2004年初版。その後、ノベライズ、映画化、ドラマ化とさまざまな広がりを見せた。

「夕凪の街」(1955年が舞台)、「桜の国(一)」(1987年春)、「桜の国(二)」(2004年夏)の3つの連作中編からなる。
「夕凪の街」では、原爆に遭ったが生き延び、しかし当時のことを忘れられない娘、皆実が主人公。
「桜の国(一)」、「桜の国(二)」はいずれも、原爆二世にあたる男勝りの少女(二では成人している)、七波が主人公。皆実と七波は実は、伯母と姪にあたる。

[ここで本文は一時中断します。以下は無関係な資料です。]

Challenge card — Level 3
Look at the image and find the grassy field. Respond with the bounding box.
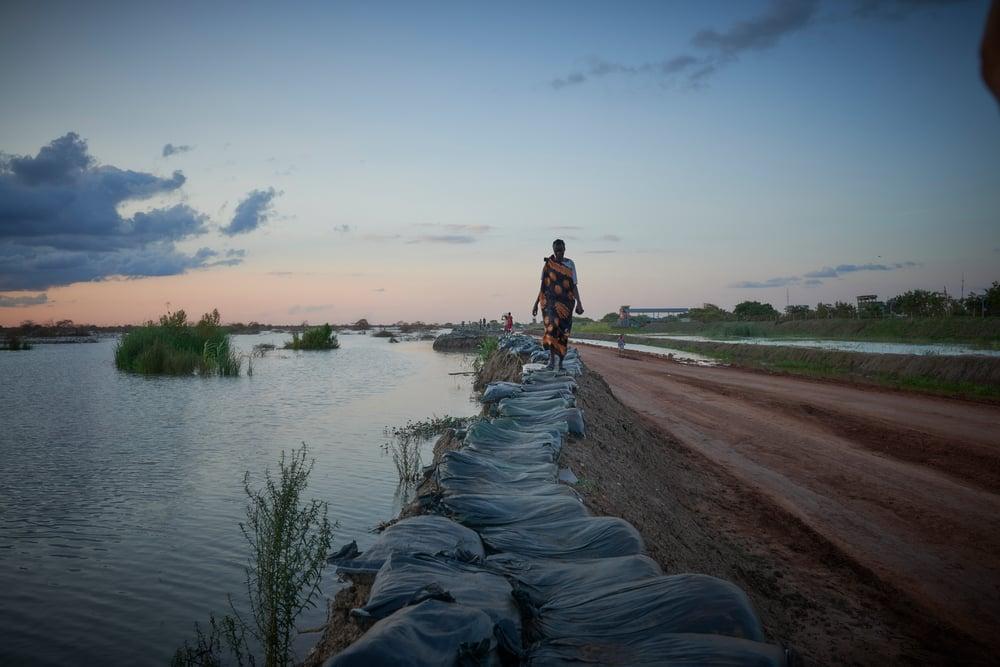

こうのの絵はトーンをほとんど使わない。シンプルでふわりと柔らかい絵柄である。
だが、その奥に、時に驚くほどに闇が覗く。

皆実は自分が生き延びたことに後ろめたさを感じている。誰かの悪意で殺されかけ、しかしそれを生き延びた自身の中にもまた、黒さがあることに気付いてしまったから。
けれども、それを救うような1つの出会いが訪れる。
このまま本当に幸せを掴むことができるのか、と思われたその矢先、運命は残酷に舵を切る。

「あとがき」でこうのは書く。
広島出身のこうのにとっても、ヒロシマは遠い過去の悲劇で「よその家の事情」であった、と。被爆者でなく、二世でもない者が、それを描くことができるのか、ためらいがあったと。しかし、編集者にあるとき、広島の話を書いてみないかと問われ、こうのは思い直す。
被爆地以外の人たちは本当に原爆について知らないし、知る機会もない。この際、経験があるかないかではない。
それぞれの土地のそれぞれの時代の言葉で、平和について考え、伝えて
ゆけばよいのではないかと。

実は「夕凪の街」では、登場人物たちの名に、広島の地名がそっとかぶせられている。
一人の皆実、一人の天満(父)、一人のフジミ(母)、一人の翠(妹)、一人の霞(姉)の後ろに、いったい幾人が同じように苦しみに喘いだのか。
ひとりひとりの物語の形を取りながら、これは、「広島」という街全体への鎮魂のようでもあり、祈りのようでもある。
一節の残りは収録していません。